Palliative Care Training: UK Hospital Experts Worldwide

by Archynetys Health Desk

Pioneer in the humanization of medicine and the development of palliative care, both adults and children, the Department of Continuous Medical Education of the British Hospital summoned a Spanish specialist to provide a talk to their professionals, who responded massively to the call.

Doctor Enric Benito is an oncologist and palliative care expert. Honor member of the Spanish Palliative Care Society (SECPAL), Benito is an outstanding speaker and international reference in the issues of his specialty.

The auditorium of the British hospital full of professionals – medical nurses and psychologists of the institution, as well as the official deputy Luis Gallo and the director of the British hospital, Cr. Walter Pereyra – received days ago to the Spanish expert, who gave a talk entitled “The care of those who care”, in which he was sharing his experiences and experiences as an oncologist and specialist in palliative care.

Appealing to his own vital career, Benito recalled how, at 40 and a few years, an existential crisis led him to migrate from oncology to palliative care, marking a true vocational finding: “I have come to help people die well.”

He argued that in those years the cancer teams did not accept to apply palliative care because they considered it “a failure, the worst”, when “the worst thing is to die alone, with pain and fear.”

“The time to die is not fixed with the traditional model of the scientific method, (…) there is a lot of suffering that is not collected. You have to work on spirituality and suffering,” he said.

“The body hurts, the person suffers, (…) the pain goes with drugs, suffering does not,” the expert graphs and stressed the importance of accompanying the process of acceptance of the situation, so that the energy put until that moment in the denial, anger or depression becomes peace and serenity.
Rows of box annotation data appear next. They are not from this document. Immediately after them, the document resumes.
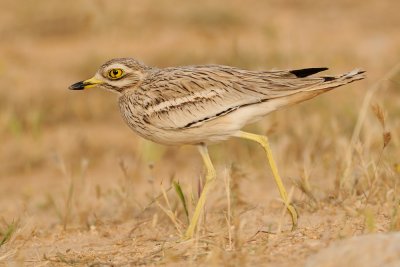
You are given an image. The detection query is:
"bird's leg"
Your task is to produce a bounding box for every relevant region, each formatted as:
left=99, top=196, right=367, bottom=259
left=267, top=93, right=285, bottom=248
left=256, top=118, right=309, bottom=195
left=185, top=145, right=216, bottom=239
left=235, top=131, right=298, bottom=229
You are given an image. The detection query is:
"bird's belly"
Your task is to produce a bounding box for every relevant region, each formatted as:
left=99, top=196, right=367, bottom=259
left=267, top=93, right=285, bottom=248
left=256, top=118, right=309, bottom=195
left=122, top=100, right=284, bottom=145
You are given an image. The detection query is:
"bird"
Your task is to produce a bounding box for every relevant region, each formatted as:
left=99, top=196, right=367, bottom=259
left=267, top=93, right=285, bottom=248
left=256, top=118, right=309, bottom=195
left=69, top=58, right=365, bottom=239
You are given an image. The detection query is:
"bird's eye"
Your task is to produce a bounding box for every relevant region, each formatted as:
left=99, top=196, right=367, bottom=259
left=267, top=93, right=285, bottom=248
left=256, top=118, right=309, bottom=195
left=108, top=69, right=124, bottom=80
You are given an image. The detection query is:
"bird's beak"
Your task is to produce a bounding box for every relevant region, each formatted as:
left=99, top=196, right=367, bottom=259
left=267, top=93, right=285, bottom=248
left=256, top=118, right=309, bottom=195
left=68, top=78, right=103, bottom=90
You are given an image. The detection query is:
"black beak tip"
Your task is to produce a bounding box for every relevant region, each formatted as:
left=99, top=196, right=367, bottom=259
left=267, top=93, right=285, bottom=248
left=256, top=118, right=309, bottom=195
left=68, top=81, right=85, bottom=90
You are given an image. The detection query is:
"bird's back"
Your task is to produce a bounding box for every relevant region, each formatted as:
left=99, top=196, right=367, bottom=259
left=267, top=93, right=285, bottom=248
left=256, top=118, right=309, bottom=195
left=120, top=65, right=364, bottom=144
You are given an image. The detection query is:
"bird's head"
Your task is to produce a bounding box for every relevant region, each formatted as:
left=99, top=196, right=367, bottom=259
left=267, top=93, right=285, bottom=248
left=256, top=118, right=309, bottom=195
left=69, top=58, right=150, bottom=93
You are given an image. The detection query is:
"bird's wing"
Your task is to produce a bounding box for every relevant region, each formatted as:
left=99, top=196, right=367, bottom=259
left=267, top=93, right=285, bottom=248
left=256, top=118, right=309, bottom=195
left=141, top=65, right=364, bottom=130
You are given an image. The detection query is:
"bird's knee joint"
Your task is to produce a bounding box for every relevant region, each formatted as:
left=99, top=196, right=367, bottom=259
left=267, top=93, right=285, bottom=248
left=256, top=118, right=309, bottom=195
left=206, top=170, right=217, bottom=182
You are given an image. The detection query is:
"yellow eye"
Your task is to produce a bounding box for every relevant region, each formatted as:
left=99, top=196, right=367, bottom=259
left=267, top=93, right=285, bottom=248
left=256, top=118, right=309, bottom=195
left=108, top=69, right=124, bottom=80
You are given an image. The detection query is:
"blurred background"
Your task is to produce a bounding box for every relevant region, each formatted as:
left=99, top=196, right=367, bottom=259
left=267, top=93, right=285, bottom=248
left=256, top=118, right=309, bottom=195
left=0, top=0, right=400, bottom=262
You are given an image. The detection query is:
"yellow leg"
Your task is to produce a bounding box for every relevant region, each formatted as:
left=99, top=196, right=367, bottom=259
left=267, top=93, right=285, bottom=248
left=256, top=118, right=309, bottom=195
left=235, top=131, right=297, bottom=229
left=185, top=145, right=216, bottom=239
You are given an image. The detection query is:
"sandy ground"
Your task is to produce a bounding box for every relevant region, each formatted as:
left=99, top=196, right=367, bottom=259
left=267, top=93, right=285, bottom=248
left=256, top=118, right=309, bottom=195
left=0, top=0, right=400, bottom=266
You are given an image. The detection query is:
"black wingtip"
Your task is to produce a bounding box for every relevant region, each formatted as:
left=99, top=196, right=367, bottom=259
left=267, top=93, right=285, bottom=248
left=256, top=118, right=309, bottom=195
left=289, top=68, right=328, bottom=78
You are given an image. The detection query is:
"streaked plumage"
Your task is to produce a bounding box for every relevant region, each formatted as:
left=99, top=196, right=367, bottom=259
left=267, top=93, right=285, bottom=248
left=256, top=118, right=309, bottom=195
left=70, top=58, right=364, bottom=239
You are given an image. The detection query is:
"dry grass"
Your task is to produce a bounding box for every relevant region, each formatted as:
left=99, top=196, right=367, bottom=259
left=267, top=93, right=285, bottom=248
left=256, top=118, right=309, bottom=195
left=0, top=0, right=400, bottom=266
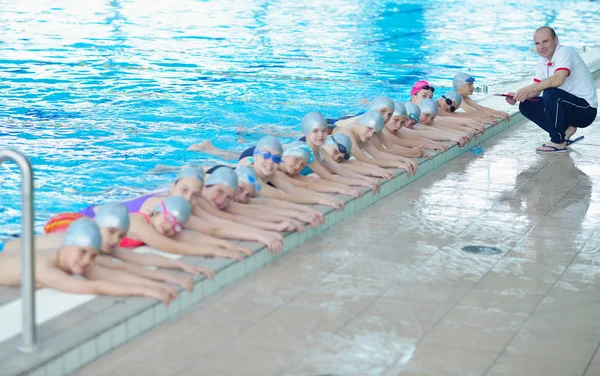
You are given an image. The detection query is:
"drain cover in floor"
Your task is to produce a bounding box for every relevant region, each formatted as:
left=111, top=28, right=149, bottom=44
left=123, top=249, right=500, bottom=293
left=463, top=245, right=502, bottom=255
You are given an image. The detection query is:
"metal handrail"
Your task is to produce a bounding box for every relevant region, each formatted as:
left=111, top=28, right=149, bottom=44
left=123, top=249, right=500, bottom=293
left=0, top=149, right=37, bottom=353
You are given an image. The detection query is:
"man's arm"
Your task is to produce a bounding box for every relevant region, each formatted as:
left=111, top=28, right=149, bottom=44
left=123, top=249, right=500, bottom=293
left=506, top=69, right=569, bottom=104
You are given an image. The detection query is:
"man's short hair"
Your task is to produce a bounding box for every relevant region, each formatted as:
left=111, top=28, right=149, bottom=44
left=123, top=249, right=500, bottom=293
left=535, top=26, right=556, bottom=39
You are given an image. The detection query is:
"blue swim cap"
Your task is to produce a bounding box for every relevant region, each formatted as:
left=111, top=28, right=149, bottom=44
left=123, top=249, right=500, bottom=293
left=254, top=136, right=283, bottom=154
left=300, top=111, right=327, bottom=136
left=404, top=102, right=421, bottom=123
left=358, top=110, right=385, bottom=133
left=325, top=133, right=352, bottom=153
left=283, top=141, right=311, bottom=163
left=419, top=98, right=438, bottom=117
left=392, top=102, right=407, bottom=117
left=175, top=166, right=206, bottom=184
left=444, top=90, right=462, bottom=107
left=369, top=95, right=394, bottom=110
left=235, top=166, right=261, bottom=193
left=94, top=202, right=129, bottom=232
left=153, top=196, right=192, bottom=225
left=206, top=167, right=239, bottom=191
left=63, top=217, right=102, bottom=250
left=452, top=72, right=475, bottom=91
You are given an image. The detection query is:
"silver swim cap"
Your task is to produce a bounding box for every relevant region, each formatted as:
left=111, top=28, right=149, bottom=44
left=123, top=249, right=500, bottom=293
left=95, top=202, right=129, bottom=232
left=235, top=166, right=261, bottom=192
left=153, top=196, right=192, bottom=225
left=206, top=167, right=239, bottom=191
left=283, top=141, right=310, bottom=163
left=369, top=95, right=394, bottom=110
left=254, top=136, right=283, bottom=154
left=63, top=218, right=102, bottom=250
left=452, top=72, right=475, bottom=91
left=175, top=166, right=206, bottom=184
left=419, top=98, right=438, bottom=117
left=404, top=102, right=421, bottom=123
left=300, top=111, right=327, bottom=136
left=358, top=111, right=385, bottom=133
left=392, top=103, right=407, bottom=117
left=444, top=90, right=462, bottom=107
left=325, top=133, right=352, bottom=153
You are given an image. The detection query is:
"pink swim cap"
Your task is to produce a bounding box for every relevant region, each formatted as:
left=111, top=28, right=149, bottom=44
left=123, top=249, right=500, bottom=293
left=410, top=80, right=435, bottom=97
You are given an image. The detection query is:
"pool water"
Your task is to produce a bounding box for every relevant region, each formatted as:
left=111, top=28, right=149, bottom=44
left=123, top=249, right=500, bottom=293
left=0, top=0, right=600, bottom=241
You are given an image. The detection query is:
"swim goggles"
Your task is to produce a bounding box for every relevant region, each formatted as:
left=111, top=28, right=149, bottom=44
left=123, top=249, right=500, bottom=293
left=442, top=95, right=456, bottom=112
left=248, top=173, right=262, bottom=193
left=331, top=135, right=350, bottom=160
left=254, top=151, right=283, bottom=164
left=160, top=202, right=183, bottom=232
left=406, top=110, right=419, bottom=123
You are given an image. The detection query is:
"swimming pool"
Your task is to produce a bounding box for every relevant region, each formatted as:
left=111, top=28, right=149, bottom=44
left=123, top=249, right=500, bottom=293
left=0, top=0, right=600, bottom=241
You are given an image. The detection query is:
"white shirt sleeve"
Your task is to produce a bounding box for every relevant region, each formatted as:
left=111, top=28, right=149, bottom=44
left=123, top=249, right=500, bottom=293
left=552, top=47, right=575, bottom=75
left=533, top=60, right=548, bottom=82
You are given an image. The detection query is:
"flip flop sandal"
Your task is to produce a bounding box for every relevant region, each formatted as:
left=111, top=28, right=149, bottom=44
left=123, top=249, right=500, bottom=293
left=567, top=136, right=585, bottom=146
left=535, top=145, right=569, bottom=153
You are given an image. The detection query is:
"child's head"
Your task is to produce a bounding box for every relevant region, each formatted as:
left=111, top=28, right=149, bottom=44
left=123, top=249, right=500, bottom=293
left=202, top=166, right=238, bottom=210
left=404, top=102, right=421, bottom=129
left=58, top=217, right=102, bottom=275
left=436, top=90, right=462, bottom=112
left=419, top=98, right=438, bottom=125
left=300, top=112, right=328, bottom=147
left=323, top=133, right=352, bottom=163
left=95, top=202, right=129, bottom=254
left=356, top=111, right=385, bottom=142
left=452, top=72, right=475, bottom=98
left=150, top=196, right=192, bottom=237
left=279, top=141, right=314, bottom=176
left=234, top=166, right=261, bottom=204
left=169, top=166, right=204, bottom=205
left=254, top=136, right=283, bottom=178
left=385, top=103, right=407, bottom=133
left=410, top=80, right=435, bottom=105
left=369, top=96, right=394, bottom=123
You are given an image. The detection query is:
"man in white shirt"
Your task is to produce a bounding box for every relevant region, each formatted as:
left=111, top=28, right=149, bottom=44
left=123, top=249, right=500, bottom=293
left=506, top=26, right=598, bottom=153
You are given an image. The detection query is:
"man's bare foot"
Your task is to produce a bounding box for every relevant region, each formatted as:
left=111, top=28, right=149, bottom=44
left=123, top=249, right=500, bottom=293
left=536, top=141, right=568, bottom=153
left=188, top=140, right=218, bottom=151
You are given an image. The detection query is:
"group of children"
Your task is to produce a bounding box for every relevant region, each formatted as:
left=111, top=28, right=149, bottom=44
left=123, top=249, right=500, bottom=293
left=0, top=73, right=509, bottom=304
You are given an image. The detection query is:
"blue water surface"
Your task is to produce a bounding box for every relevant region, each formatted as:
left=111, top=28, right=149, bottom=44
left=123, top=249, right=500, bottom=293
left=0, top=0, right=600, bottom=241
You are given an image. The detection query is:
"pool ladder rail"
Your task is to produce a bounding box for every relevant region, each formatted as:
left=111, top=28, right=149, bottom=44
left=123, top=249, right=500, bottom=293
left=0, top=148, right=38, bottom=353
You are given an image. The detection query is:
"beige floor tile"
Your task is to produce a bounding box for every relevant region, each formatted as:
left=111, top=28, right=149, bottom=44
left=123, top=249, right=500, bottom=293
left=548, top=264, right=600, bottom=301
left=421, top=306, right=527, bottom=352
left=384, top=345, right=498, bottom=376
left=285, top=333, right=415, bottom=375
left=383, top=281, right=475, bottom=304
left=338, top=299, right=451, bottom=341
left=486, top=355, right=587, bottom=376
left=506, top=333, right=598, bottom=363
left=583, top=367, right=600, bottom=376
left=460, top=286, right=545, bottom=313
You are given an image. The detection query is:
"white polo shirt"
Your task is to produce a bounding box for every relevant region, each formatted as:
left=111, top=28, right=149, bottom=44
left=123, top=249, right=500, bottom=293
left=533, top=44, right=598, bottom=108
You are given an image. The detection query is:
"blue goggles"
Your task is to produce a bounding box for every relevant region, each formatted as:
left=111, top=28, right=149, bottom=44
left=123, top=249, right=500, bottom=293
left=406, top=111, right=419, bottom=123
left=331, top=135, right=350, bottom=160
left=254, top=151, right=283, bottom=164
left=248, top=173, right=262, bottom=192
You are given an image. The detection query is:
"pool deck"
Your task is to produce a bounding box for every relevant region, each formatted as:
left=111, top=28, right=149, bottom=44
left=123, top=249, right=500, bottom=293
left=0, top=50, right=600, bottom=376
left=78, top=77, right=600, bottom=376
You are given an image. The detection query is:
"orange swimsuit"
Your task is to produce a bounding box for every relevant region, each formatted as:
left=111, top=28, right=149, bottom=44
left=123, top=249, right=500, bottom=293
left=119, top=212, right=150, bottom=248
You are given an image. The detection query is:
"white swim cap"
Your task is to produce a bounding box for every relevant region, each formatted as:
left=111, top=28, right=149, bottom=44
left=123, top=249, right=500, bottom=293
left=358, top=110, right=385, bottom=133
left=300, top=111, right=327, bottom=136
left=63, top=217, right=102, bottom=250
left=94, top=202, right=129, bottom=232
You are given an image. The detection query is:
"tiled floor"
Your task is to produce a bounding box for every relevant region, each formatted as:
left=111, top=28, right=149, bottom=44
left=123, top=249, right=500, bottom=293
left=79, top=92, right=600, bottom=376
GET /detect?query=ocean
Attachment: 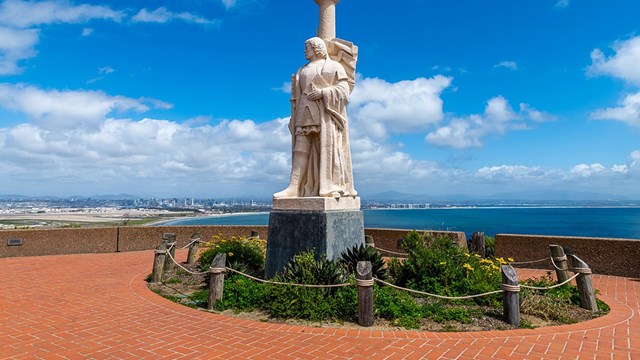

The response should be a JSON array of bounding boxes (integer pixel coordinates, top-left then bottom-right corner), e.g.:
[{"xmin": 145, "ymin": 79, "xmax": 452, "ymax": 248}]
[{"xmin": 162, "ymin": 207, "xmax": 640, "ymax": 240}]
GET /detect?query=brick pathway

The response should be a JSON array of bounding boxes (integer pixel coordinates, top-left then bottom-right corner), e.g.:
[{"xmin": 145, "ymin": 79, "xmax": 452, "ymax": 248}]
[{"xmin": 0, "ymin": 251, "xmax": 640, "ymax": 359}]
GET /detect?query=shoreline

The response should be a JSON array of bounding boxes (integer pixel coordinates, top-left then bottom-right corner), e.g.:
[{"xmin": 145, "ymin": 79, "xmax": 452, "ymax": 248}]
[{"xmin": 154, "ymin": 211, "xmax": 269, "ymax": 226}]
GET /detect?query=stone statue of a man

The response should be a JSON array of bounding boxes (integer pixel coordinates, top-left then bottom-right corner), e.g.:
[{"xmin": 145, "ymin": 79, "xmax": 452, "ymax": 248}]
[{"xmin": 273, "ymin": 37, "xmax": 357, "ymax": 199}]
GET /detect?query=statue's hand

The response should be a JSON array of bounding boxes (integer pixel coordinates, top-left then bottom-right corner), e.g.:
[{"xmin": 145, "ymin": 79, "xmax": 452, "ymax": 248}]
[{"xmin": 307, "ymin": 89, "xmax": 322, "ymax": 101}]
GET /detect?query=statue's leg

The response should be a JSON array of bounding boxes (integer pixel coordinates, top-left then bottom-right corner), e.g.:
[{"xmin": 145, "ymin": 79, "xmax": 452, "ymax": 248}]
[{"xmin": 273, "ymin": 135, "xmax": 311, "ymax": 199}]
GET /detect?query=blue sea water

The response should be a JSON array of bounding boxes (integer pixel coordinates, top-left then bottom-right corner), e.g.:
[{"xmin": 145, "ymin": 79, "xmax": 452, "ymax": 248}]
[{"xmin": 160, "ymin": 207, "xmax": 640, "ymax": 239}]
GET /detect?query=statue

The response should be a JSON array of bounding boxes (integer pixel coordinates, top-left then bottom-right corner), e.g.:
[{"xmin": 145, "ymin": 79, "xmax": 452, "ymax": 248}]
[{"xmin": 273, "ymin": 37, "xmax": 357, "ymax": 199}]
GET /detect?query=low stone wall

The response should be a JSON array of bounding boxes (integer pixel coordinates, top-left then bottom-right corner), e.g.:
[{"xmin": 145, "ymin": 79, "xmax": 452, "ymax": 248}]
[
  {"xmin": 495, "ymin": 234, "xmax": 640, "ymax": 278},
  {"xmin": 0, "ymin": 228, "xmax": 117, "ymax": 257},
  {"xmin": 0, "ymin": 225, "xmax": 267, "ymax": 257},
  {"xmin": 0, "ymin": 225, "xmax": 466, "ymax": 257}
]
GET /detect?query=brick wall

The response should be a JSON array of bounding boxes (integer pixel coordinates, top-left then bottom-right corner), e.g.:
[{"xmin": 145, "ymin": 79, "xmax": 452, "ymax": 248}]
[
  {"xmin": 0, "ymin": 225, "xmax": 465, "ymax": 257},
  {"xmin": 495, "ymin": 234, "xmax": 640, "ymax": 278}
]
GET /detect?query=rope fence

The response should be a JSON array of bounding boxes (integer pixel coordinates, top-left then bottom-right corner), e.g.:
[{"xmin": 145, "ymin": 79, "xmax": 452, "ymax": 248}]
[{"xmin": 151, "ymin": 234, "xmax": 597, "ymax": 326}]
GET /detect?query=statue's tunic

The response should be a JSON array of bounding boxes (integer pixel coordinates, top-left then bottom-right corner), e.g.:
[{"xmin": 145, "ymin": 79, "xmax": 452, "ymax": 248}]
[{"xmin": 289, "ymin": 59, "xmax": 356, "ymax": 196}]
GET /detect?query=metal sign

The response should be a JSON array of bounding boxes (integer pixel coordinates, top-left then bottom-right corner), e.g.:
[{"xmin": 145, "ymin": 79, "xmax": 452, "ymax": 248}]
[{"xmin": 7, "ymin": 238, "xmax": 22, "ymax": 246}]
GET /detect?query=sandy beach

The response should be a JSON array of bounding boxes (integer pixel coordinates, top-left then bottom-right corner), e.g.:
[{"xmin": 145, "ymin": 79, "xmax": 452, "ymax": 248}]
[{"xmin": 0, "ymin": 209, "xmax": 191, "ymax": 223}]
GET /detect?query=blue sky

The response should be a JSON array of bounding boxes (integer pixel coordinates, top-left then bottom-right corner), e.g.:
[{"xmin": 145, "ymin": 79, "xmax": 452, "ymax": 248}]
[{"xmin": 0, "ymin": 0, "xmax": 640, "ymax": 199}]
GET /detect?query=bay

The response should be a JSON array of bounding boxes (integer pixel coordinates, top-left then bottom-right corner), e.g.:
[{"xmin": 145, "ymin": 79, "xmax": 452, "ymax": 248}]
[{"xmin": 163, "ymin": 207, "xmax": 640, "ymax": 239}]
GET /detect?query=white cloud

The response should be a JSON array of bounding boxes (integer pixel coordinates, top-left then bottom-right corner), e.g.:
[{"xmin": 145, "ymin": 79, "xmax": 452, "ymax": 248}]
[
  {"xmin": 0, "ymin": 0, "xmax": 124, "ymax": 28},
  {"xmin": 591, "ymin": 92, "xmax": 640, "ymax": 127},
  {"xmin": 493, "ymin": 61, "xmax": 518, "ymax": 70},
  {"xmin": 0, "ymin": 119, "xmax": 290, "ymax": 195},
  {"xmin": 567, "ymin": 163, "xmax": 607, "ymax": 178},
  {"xmin": 220, "ymin": 0, "xmax": 238, "ymax": 9},
  {"xmin": 425, "ymin": 96, "xmax": 553, "ymax": 149},
  {"xmin": 0, "ymin": 84, "xmax": 170, "ymax": 129},
  {"xmin": 131, "ymin": 7, "xmax": 218, "ymax": 25},
  {"xmin": 349, "ymin": 75, "xmax": 451, "ymax": 138},
  {"xmin": 587, "ymin": 36, "xmax": 640, "ymax": 85},
  {"xmin": 0, "ymin": 26, "xmax": 39, "ymax": 75}
]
It is, he explained, “integrating suffering into the equation, understanding suffering as a syndrome. The truth is always accompanied by peace.”

He called to reflect on “the quality of human presence” understood as “the tool you have” and celebrated that the British hospital generated an instance to “put light on a subject that is not normally talked about.”

Benito said that “healing is not possible but healing” and summoned those present to “to move from the screen (with patient information) to the person.”
The expert defined “attending suffering and spiritual accompaniment” as “the backbone of palliative care” and insisted on advancing in a paradigm shift: “Compassion is the name that takes love when faced with suffering. Humanizing is to put humans accompanying suffering.”

“Suffering is a human experience to grow. The expression of discomfort is not something that must be tried to avoid. Suffering is not a pathology that must be resolved, it is a human experience that must be accompanied and transcended. Compassion is the result of understanding.”

The Spanish specialist was internalized from the work of years of the British hospital in the field of humanization of medicine, as well as in palliative care, both adults and children: “I want to congratulate them because they are pioneers, (…) is a change that has not yet occurred in most hospitals,” he celebrated.

The adult palliative care unit of the British hospital, led by Dr. Lila Borrás, who opened the talk and welcomed Benito, has fifteen years of experience and is an active generator and diffuser of knowledge linked to her specialty.